13 réflexions sur “La loi Alexandrie crée une nouvelle Bibliothèque Numérique de France, en légalisant le partage ! [Eclats de S.I.lex]

  1. L’idée d’un savoir universel, librement accessible par tous, où qu’ils soient, fait évidemment retentir bien des cloches. Mais ne tombons pas dans le piège : Tout comme l’incendie de la bibliothèque d’Alexandrie n’a pas porté une atteinte mortelle au savoir, l’accès universel et libre n’amènerait pas l’âge d’or de la connaissance où tout le monde évoluerait dans les hautes sphères de la philosophie et de l’anthropophilie :-)

    Et j’attends toujours une proposition pour récompenser les efforts de celles et de ceux qui contribuent une bonne partie de leur temps à la création et à l’augmentation du savoir. Parce qu’il y en a qui le consomment et il y a d’autres qui augmentent le patrimoine. Et pourquoi est-ce que toute sorte d’activité serait rémunérée, sauf celle d’auteur (de textes ou de musique, peu importe) ? À moins de vouloir en faire un passe-temps d’amateurs, mais je crains que les résultats ne s’en fassent ressentir …

    1. Bonjour,

      Je pense que comme beaucoup de gens, vous vous faites une idée déformée de ce qu’est le modèle de la licence globale ou de la contribution créative.

      Regardez bien le point n°3 de la loi fictive proposée ici : un mode de rémunération est bel et bien prévu, assis sur une taxe prelevée sur les connexions internet, ainsi que sur les appariels permettant d’écouter la musique.

      Philippe Aigrain, qui a beaucoup étudié ce que permettrait concrètement de récolter de tels systèmes, estime que l’on peut attendre autour de 1 millairds d’euros par an d’une telle forme de financement.

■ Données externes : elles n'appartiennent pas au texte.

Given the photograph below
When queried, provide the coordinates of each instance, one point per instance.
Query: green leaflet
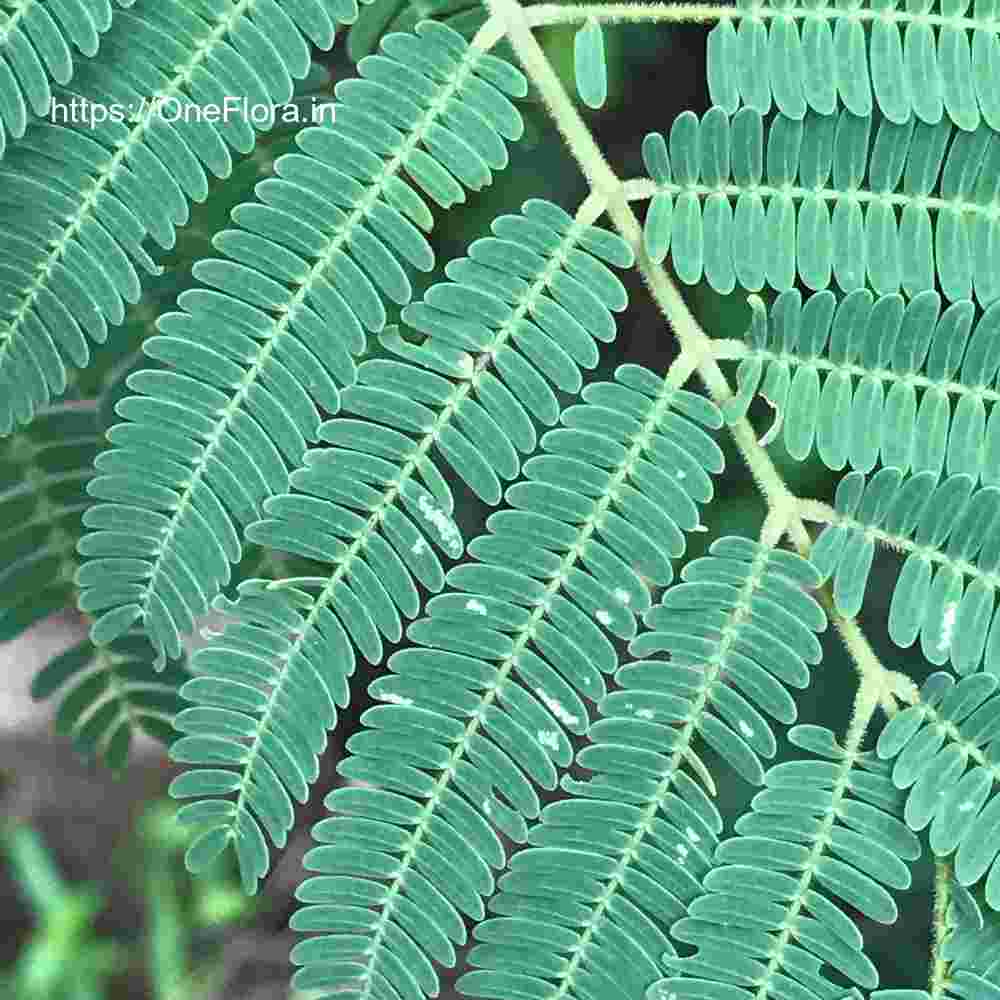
(77, 203)
(480, 710)
(255, 358)
(110, 691)
(823, 834)
(946, 590)
(590, 64)
(44, 470)
(523, 310)
(581, 911)
(826, 199)
(805, 56)
(114, 694)
(944, 751)
(35, 42)
(380, 17)
(868, 379)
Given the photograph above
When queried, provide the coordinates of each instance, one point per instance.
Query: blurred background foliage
(70, 942)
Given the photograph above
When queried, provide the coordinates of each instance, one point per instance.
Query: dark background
(90, 820)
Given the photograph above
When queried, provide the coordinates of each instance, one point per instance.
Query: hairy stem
(938, 981)
(784, 512)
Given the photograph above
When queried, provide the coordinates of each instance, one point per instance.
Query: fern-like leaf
(35, 40)
(368, 506)
(944, 750)
(916, 211)
(112, 694)
(232, 415)
(766, 925)
(946, 591)
(582, 911)
(78, 200)
(478, 712)
(44, 470)
(870, 379)
(920, 60)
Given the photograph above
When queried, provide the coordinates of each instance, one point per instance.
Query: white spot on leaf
(555, 707)
(549, 738)
(450, 536)
(948, 624)
(397, 699)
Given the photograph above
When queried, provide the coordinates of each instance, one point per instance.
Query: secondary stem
(508, 17)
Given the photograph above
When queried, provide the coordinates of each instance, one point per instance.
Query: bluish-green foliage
(563, 694)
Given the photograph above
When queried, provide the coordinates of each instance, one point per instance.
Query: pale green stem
(938, 981)
(784, 515)
(691, 13)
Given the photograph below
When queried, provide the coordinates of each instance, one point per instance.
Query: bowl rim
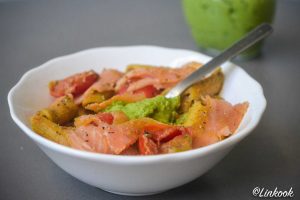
(128, 159)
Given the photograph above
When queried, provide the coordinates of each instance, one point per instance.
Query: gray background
(32, 33)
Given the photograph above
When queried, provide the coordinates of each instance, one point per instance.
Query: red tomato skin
(106, 117)
(147, 146)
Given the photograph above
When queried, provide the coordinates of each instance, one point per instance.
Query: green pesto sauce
(159, 108)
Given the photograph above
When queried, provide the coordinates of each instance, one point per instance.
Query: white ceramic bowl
(131, 175)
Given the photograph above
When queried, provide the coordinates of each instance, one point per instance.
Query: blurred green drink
(217, 24)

      Un milliard d’euros, c’est beaucoup plus que toutes les taxes actuellement envisagée par le gouvernement pour financer la création, sachant qu’en plus avec la licence globale, l’argent irait plus directement aux créateurs, que dans le système actuel où de multiples intermédiaires, à l’utilité plus ou moins avérée, prélèvent un part considérable de la rémunération.

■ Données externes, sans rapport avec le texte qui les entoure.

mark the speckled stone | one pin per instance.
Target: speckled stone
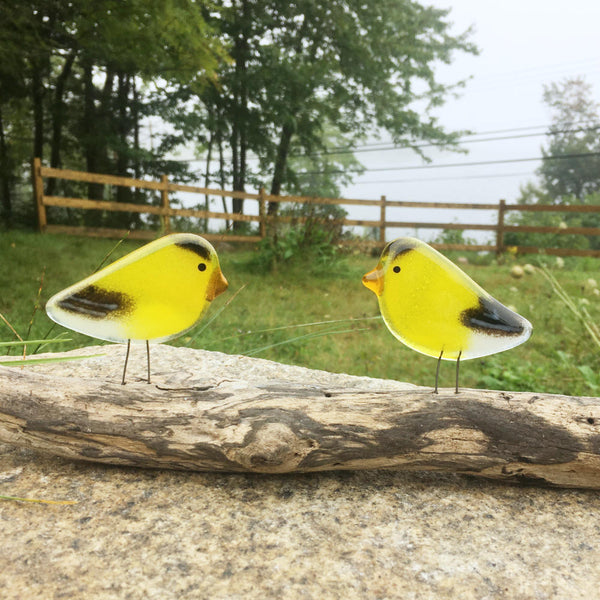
(174, 535)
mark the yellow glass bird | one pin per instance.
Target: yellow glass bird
(155, 293)
(433, 307)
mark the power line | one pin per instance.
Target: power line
(460, 177)
(384, 146)
(469, 164)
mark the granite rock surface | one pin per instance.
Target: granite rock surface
(151, 534)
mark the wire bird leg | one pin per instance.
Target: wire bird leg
(457, 367)
(148, 358)
(437, 371)
(126, 360)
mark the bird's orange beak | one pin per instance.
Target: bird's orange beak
(374, 280)
(216, 285)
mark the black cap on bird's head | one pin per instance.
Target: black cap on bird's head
(374, 279)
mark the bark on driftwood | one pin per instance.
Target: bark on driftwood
(283, 427)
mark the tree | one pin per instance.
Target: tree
(570, 172)
(301, 66)
(83, 70)
(574, 133)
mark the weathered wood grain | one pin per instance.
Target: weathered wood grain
(280, 428)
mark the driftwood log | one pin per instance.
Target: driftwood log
(279, 427)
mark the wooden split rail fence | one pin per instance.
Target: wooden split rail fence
(165, 211)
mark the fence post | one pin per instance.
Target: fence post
(262, 213)
(164, 201)
(382, 220)
(38, 193)
(500, 230)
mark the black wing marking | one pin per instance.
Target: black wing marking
(96, 303)
(493, 318)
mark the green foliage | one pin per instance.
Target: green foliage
(311, 233)
(74, 91)
(319, 315)
(530, 194)
(574, 131)
(453, 236)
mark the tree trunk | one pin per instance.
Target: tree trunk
(6, 176)
(37, 97)
(280, 162)
(222, 176)
(58, 118)
(90, 134)
(277, 426)
(207, 174)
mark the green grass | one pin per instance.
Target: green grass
(265, 315)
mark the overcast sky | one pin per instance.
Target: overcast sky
(523, 44)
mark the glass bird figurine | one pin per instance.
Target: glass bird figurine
(433, 307)
(155, 293)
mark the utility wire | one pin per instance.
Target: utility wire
(460, 177)
(385, 146)
(469, 164)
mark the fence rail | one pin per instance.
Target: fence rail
(165, 211)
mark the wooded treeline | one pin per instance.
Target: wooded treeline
(261, 89)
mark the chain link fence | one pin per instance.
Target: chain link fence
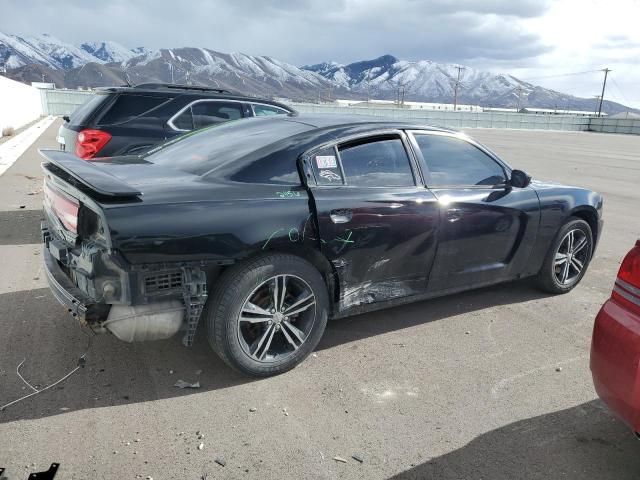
(64, 102)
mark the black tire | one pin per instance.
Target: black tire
(236, 286)
(549, 277)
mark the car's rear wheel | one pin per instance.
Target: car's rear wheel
(568, 258)
(267, 315)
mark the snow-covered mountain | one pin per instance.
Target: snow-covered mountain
(97, 64)
(46, 50)
(386, 76)
(383, 77)
(109, 51)
(42, 49)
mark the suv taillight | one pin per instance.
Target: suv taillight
(90, 142)
(627, 287)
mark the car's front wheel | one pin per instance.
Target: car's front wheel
(568, 258)
(267, 315)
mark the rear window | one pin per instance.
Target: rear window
(83, 112)
(207, 149)
(128, 106)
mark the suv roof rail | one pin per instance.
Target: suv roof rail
(200, 88)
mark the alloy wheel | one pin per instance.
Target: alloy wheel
(276, 318)
(571, 257)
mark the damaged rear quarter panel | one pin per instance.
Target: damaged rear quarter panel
(276, 218)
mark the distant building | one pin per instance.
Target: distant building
(407, 105)
(44, 85)
(556, 111)
(500, 110)
(626, 115)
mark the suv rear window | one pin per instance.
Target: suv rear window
(204, 113)
(83, 112)
(128, 106)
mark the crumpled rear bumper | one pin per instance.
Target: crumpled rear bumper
(79, 305)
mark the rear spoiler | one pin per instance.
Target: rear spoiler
(89, 174)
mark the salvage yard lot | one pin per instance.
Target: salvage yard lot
(491, 384)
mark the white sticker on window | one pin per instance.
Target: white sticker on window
(326, 161)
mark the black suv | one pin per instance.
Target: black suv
(130, 120)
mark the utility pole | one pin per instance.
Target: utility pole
(519, 97)
(597, 97)
(455, 90)
(604, 84)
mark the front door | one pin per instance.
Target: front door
(487, 228)
(377, 221)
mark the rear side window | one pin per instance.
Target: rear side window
(378, 163)
(87, 109)
(128, 106)
(453, 161)
(326, 168)
(203, 114)
(262, 110)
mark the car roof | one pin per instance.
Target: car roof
(337, 120)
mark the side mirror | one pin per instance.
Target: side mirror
(519, 179)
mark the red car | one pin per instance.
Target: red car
(615, 348)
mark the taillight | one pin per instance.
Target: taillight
(627, 287)
(89, 142)
(63, 207)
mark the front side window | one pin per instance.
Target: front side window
(453, 161)
(378, 163)
(264, 110)
(203, 114)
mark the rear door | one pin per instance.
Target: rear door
(377, 221)
(487, 228)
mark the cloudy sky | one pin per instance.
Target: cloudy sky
(541, 40)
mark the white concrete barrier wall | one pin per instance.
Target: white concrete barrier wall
(19, 104)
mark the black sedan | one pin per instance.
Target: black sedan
(265, 228)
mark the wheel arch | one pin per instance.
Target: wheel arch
(589, 215)
(311, 255)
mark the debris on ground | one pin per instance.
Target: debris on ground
(183, 384)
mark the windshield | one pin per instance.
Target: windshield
(204, 150)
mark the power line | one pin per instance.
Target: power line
(455, 90)
(604, 84)
(560, 75)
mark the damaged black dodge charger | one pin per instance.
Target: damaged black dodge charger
(263, 229)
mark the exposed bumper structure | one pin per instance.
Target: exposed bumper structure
(78, 304)
(615, 361)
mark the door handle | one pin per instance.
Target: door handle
(453, 214)
(341, 215)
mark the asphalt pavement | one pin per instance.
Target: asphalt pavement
(490, 384)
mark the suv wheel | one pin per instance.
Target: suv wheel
(267, 315)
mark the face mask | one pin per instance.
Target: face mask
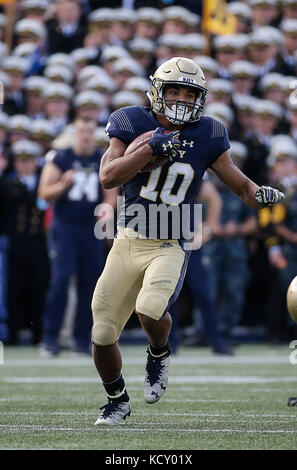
(178, 113)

      Avez-vous par exemple déjà mis le nez dans le rapport annuel de la Commission de contrôle des sociétés de gestion collective ? Je vous le recommande ; c’est très instructif : http://www.enssib.fr/breves/2012/06/04/qui-profite-le-droit-dauteur

      Par ailleurs, j’ai déjà expliqué très clairement que si je soutiens la Culture libre, je ne suis aucunement en faveur d’une gratuité totale de l’accès à la culture : http://owni.fr/2012/04/19/plaidoyer-pour-une-culture-libre/

      Je pense également que la disctinction que vous utilisez entre professionels et amateurs devient de plus en plus largement obsolète et qu’elle masque un renouvellement ptrofond des formes de création dans l’environnement numérique. Les derniers chiffres montrent par exemple que la fameuse règle des 90/9/1 est aujourd’hui dépassé et que ce sont plus de 15% des internautes qui participent activement à la création des contenus : http://www.demainlaveille.fr/2012/07/02/la-regle-des-9091-est-desormais-depassee/

      Si vous cherchez vraiment une piste tangible permettant de dégager un financement pour la création, je pense qu’il faut vraiment vous pencher sur ces modèles de licence globale ou de contribution créative.

      La licence globale avait été votée en 2006 pendant l’examen de la loi DADVSI, pour être finalement rejetée de force par le gouvernement. Depuis 2006, cela signifie donc qu’environ 6 millairds d’euros auraient pu être distribués aux créateurs…

      A méditer !

      1. Bonjour, et merci pour les liens que je ne vais pas tarder à explorer. L’important est de discuter et de ne pas se retrancher derrière des convictions toutes faites. C’est pour cela que j’apprécie les échanges avec vous.